Pancho has cerebral palsy affecting both legs and an arm, so he needs a wheelchair he can control with one arm.

“For the last three years, Pancho has really needed a new chair. We went through all different avenues for it, but because he is not a U.S. citizen, there is just so much red tape,” Irving said. “Finally, when we had had just about enough of it, Charlie (Condron) just put his foot down and said, ‘Let’s just raise the money and get him a chair.'”

Condron said he became frustrated at the lack of Hispanic services in the area and was worried about Pancho’s health being affected.

“We were afraid his growth was being affected by being in this chair 95 percent of his time,” he said.

n A very good year.
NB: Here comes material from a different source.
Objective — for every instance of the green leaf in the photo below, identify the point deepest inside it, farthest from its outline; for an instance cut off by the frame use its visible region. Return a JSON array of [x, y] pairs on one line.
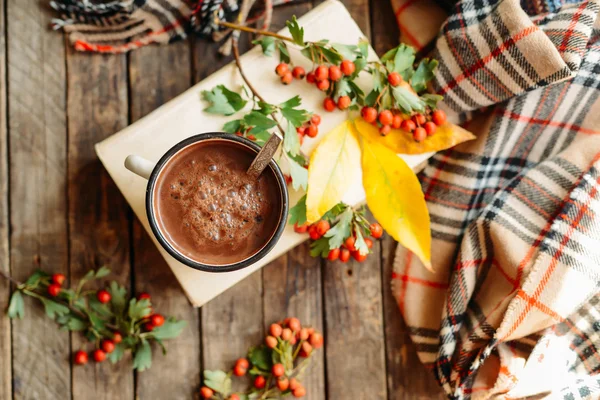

Soon after that, it all fell into place.

Jill Heatherton, who teaches English as a second language, knew of Pancho’s dilemma and brought the problem to Sertoma Club, of which she is a member.

The club agreed initially to pay $1,000 and half of what they raised at the annual Barn Dance.

Barry Smith, of Sertoma, said after the dance, which raised $400 more for Pancho, the club decided to donate the entire cost of the chair.

“We had a very good year. We did very well this year at the truck pull. We raised $10,000 and we want to give every nickel back to the community. We have more now so we’re going to spend more,” Smith said. “Here you have this youth and certainly his plight is right in line with our charter and our heart just went out to this young man. He’s not as fortunate as us, and he is a local young man who needed some help.”

However, Medtech Services, Inc., a wheelchair manufacturer out of Reno and Nevada Seating and Mobility in Carson City, which makes wheelchair parts, offered to sell the wheelchair just for the cost of making the chair.

n Thanks. The total was still high, -$2,175.80 – but not the $3,000 originally planned on.

Condron said Irving did the research to find a company that would offer the the chair at cost considering the community was paying for it.

“We’re excited about it. My hat’s off to the people that made this possible, especially Sertoma. They didn’t question it, they just jumped in,” Condron said. “It’s a very sophisticated chair. For his needs, he needs a transmission he can shift to go forward or back and special cushions for his spine.”

n All he needs. That special transmission alone costs about $700, but with the help of all Pancho’s teachers, the wheelchair manufacturers and Sertoma, Pancho got everything he needed.

Pancho was given his new chair Friday and was obviously more comfortable and happy with it. He doesn’t speak English well, but the smile on his face said it all.